I was using the excellent stanza reader and had downloaded George Orwell’s “Why I Write”, War of the Worlds, Cory Doctorow’s “Content: Selected Essays on Technology, Creativity, Copyright, and the Future of the Future” and a few other bits and pieces.
Stanza is deceptively easy to use. Put the iPod on its side and you get a landscape reading screen. To “turn” the page you simply tap the right or left side of the screen, depending on whether you want to go forward or back. To change the font size you put two fingers on the screen and pinch or push apart your fingers depending on whether you want it bigger or smaller. Unlike the iPod’s photo interface this was a bit buggy but it wasn’t too much of an annoyance given it’s something you really only have to do once and then forget (adjusted for declining eyesight over the years, of course).
I read a bit of the Orwell book and then got stuck into the Doctorow essays. These were a great choice – engaging and relatively short. Coming in at 115 grams, my iPod weighs about a third of a standard paperback (350 grams or 12 ounces), so holding it is no problem. You can turn the brightness right up if you’re outdoors or turn it down, which was my preference, indoors. That saved on battery power and made reading the screen pretty easy on the eye.
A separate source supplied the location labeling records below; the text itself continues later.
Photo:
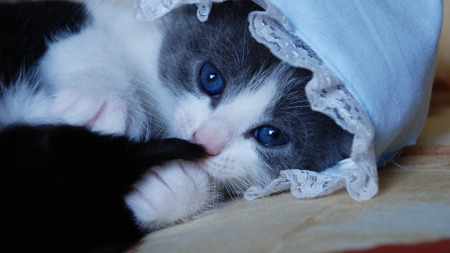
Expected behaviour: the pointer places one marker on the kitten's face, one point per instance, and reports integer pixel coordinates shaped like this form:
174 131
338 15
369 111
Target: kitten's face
236 99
The verdict? As an e-book reader, the iPod touch mostly works. It’s light and puts very little strain on the eye thanks to its good brightness control and the crispness of the text. I think it was lucky I was reading non fiction that had no dialogue and infrequent paragraph breaks. The page in the photo has 109 words on it but a dialogue heavy page of Lee Battersby’s“Alchymical Romance” has just over 80 words. To put it in context – that’s about three paragraphs of a well written newspaper article and I think I’d get annoyed having to tap the screen every 10 seconds or so. But maybe that’s me.
Unlike some people I’m not ready to declare the iPod (or any smart phone) theconvergence device. I think we’ll end up converging on two types of devices that share similar functions but mych different sizes. But more on that another time. As an ultraportable e-book reader, it works.